Friday, August 18, 2017

Canon Powershot S95 Review

May 30, 2012 by  

This is the best low light camera I have owned. I have been taking outdoor shots for many years. As a travel companion, I could hardly ask for a more applicable, decent little camera then the Canon S95.

I actually owned a Canon S90 (previous year's model), which turned out to be my favorite camera for a time. For the curious, check out my site - scenicdesktops.com, just to see the kind of pictures I took with it.

The S95 shares everything that made the S90 such a hit, with a few very nice refinements that make it into what I consider to be a close-to-perfect compact camera.

The basics which both of these cameras share are:

1. Excellent image quality. The sensor in this little camera is roughly twice the size in area of sensors found in most compacts of similar size (meaning pocketable). Combined with a bright lens (f2.0, at it's widest - where I often use it), it produces better highlights (clouds, etc) and shadows over a wide margin then what any of my older compacts could achieve or even get close to.

2. Excellent controls. I love canon's approach. The control ring around the lens on the front is likely my favorite feature. Amazingly versitle and simple, it provides fine control over any one setting you choose, such as exposure, white balance, ISO, etc. Selecting the setting is easy, with a ring func button on top, and the control it provides is solid, with smooth operation and nice, audible clicks. A smaller, secondary control ring is placed around the directional pad on the back, which provides further control. A programmable shortcut button on the back simply serves to be assigned whatever function you wish. On the control dial at the top, a custom mode is provided which saves your exact settings to keep you from having to reset everything after turning it off.

3. Nice menus. The quick menu (where most of the commonly accessed settings are) is nice, 2-dimensional simplicity, with clear, distinct options, and a layout you won't get lost in. The main "menu-menu", while more traditional, is also clean, and thankfully not riddled with numerous nested menus.

4. Truly compact. The main competitors from Panasonic and Olympus, while noteworthy and with comparable specs, simply do not quite fall into the 'pocketable' realm, with their lenses and other features protruding out enough to disqualify each, imo. The S95 really is a pocketable camera, no doubt about it, and with credible specs to boot.

Additionally, the S95 improves and adds upon an already excellent package:

1. Improves the rear control dial. The S90's dial was loose and spun freely, whereas the S95 features 'clicks' which prevent accidental movement.
2. The S90 had a slippery metal body; the S95 features a surface which is tackier and easier to hold.
3. The S95 now offers 720p HD video; the S90 did not.
4. The S95 now offers stereo sound with left and right michrophones. Even high end cameras generally lack this.
5. The S90 only offered a single lanyard-link on the side; the S95 offers two, both at the top corners. This allows for a neck lanyard if desired.
6. New modes such as HDR, as well as a greater range of options for the customizable buttons/rings.
7. The S95 is slimmer then the S90 by a notable amount.

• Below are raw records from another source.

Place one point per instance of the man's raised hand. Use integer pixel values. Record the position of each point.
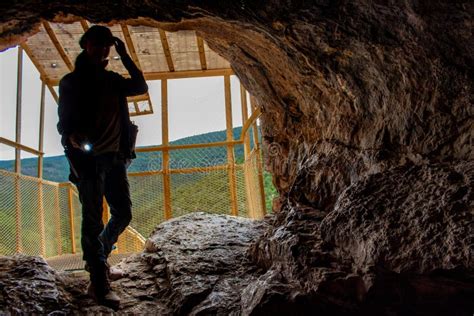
(120, 47)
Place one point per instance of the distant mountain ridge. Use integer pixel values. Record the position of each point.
(56, 168)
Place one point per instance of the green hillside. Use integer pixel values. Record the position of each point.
(144, 195)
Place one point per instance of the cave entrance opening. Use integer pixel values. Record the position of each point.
(218, 171)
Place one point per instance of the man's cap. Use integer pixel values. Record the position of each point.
(97, 34)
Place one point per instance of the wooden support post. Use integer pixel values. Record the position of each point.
(245, 116)
(19, 246)
(253, 104)
(41, 219)
(166, 155)
(57, 221)
(84, 25)
(230, 148)
(202, 54)
(40, 173)
(54, 94)
(41, 131)
(71, 219)
(166, 50)
(19, 86)
(247, 171)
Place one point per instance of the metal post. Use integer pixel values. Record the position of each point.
(230, 147)
(166, 157)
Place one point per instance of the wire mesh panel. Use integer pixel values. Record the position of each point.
(30, 216)
(206, 191)
(147, 202)
(8, 243)
(198, 157)
(242, 201)
(254, 189)
(52, 228)
(40, 217)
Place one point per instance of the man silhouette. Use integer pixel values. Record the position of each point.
(96, 133)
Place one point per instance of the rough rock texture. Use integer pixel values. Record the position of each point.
(29, 285)
(367, 119)
(195, 264)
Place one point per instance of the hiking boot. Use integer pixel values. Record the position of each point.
(113, 272)
(100, 288)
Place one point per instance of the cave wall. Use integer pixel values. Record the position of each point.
(347, 88)
(368, 131)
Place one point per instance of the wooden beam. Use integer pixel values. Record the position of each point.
(248, 171)
(19, 146)
(250, 121)
(254, 107)
(58, 45)
(40, 173)
(188, 146)
(72, 227)
(43, 74)
(84, 25)
(41, 131)
(166, 155)
(202, 54)
(137, 109)
(54, 94)
(141, 113)
(230, 148)
(243, 136)
(163, 75)
(19, 85)
(130, 46)
(166, 50)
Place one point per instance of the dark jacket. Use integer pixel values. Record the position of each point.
(83, 92)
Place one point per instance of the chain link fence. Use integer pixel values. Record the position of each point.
(40, 217)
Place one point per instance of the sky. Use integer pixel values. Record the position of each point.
(195, 106)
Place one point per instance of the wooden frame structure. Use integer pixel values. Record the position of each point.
(206, 64)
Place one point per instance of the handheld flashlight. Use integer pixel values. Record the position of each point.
(87, 147)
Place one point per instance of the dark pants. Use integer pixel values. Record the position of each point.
(96, 177)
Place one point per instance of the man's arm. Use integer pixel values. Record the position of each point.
(136, 84)
(66, 110)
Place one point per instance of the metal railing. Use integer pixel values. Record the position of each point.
(40, 217)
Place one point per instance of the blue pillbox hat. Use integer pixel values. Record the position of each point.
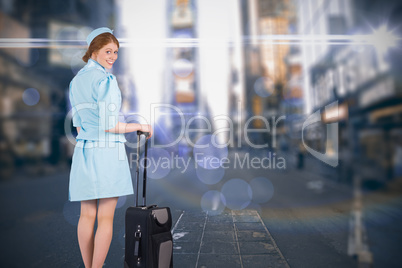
(97, 32)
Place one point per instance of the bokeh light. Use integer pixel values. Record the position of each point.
(159, 163)
(210, 176)
(71, 212)
(264, 86)
(262, 188)
(31, 96)
(207, 154)
(121, 201)
(213, 202)
(182, 67)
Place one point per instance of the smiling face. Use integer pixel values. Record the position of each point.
(107, 55)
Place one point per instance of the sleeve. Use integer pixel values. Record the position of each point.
(109, 102)
(75, 115)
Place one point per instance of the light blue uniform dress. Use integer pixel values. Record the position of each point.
(99, 166)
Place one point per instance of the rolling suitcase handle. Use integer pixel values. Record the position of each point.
(144, 183)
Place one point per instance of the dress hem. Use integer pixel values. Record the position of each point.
(99, 197)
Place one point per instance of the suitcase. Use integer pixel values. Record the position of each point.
(148, 239)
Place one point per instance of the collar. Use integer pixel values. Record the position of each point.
(93, 63)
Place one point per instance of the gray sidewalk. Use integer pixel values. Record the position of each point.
(231, 239)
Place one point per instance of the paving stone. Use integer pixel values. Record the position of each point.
(246, 218)
(219, 236)
(263, 261)
(214, 247)
(217, 260)
(251, 248)
(214, 226)
(252, 236)
(187, 236)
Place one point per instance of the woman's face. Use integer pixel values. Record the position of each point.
(107, 55)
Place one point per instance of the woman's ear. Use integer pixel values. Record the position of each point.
(94, 55)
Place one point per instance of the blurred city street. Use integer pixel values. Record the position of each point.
(308, 217)
(277, 138)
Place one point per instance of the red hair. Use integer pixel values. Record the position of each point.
(99, 42)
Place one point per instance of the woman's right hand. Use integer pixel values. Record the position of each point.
(147, 128)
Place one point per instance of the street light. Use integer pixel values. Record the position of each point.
(383, 39)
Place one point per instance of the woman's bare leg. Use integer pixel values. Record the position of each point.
(85, 230)
(104, 232)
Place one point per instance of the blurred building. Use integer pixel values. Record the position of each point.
(363, 80)
(37, 66)
(265, 59)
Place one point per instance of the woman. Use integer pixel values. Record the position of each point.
(99, 170)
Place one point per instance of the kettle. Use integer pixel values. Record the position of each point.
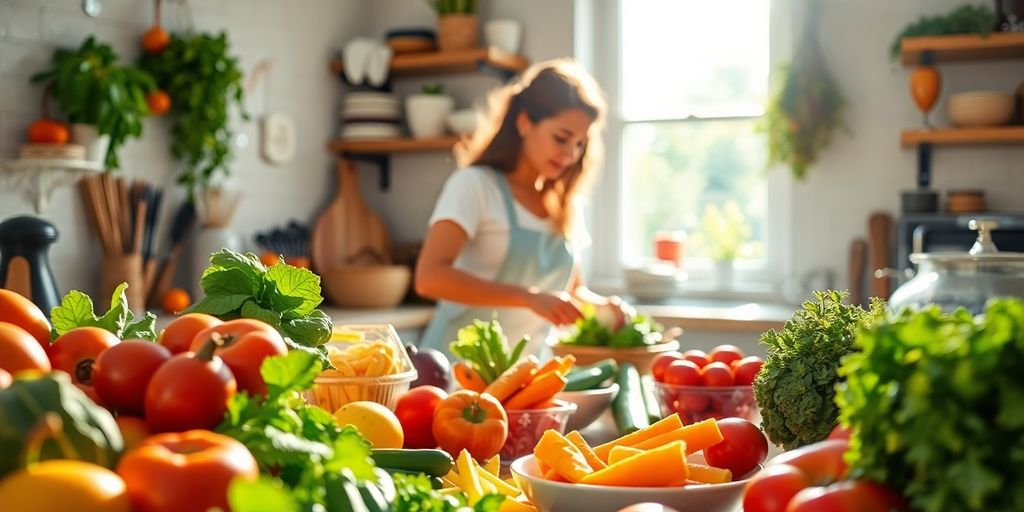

With that said, it's not a camera that can 'do everything' - mostly because it is a compact, after all. It doesn't feature the huge sensors of large cameras that allow selective focus several feet away (for portraits, etc), or hot shoe mounts, pivoting screens, etc. None of these really belong on a compact. There are a couple minor nitpicks that I can point out. You can't control what the rear control dial does, for example - it defaults to whatever mode your in. You also loose most manual control when in a scene mode. I don't find these to be glaring or problematic, others may.

As a side note, a company called Lensmate (no affiliation, promise!) provides worthwhile S90 / S95 accessories, such as a tiny 37mm filter holder that can attach to the front (I use a polarizer), as well as a small attachable grip that I think works perfectly, without compromising pocketability.

Considering I would have given the excellent S90 a 5 star rating, the S95 gets this and then some. For someone who likes to travel, hike, and shoot with focus across the frame, this camera is one of those rare items that feels someone must have made just for me.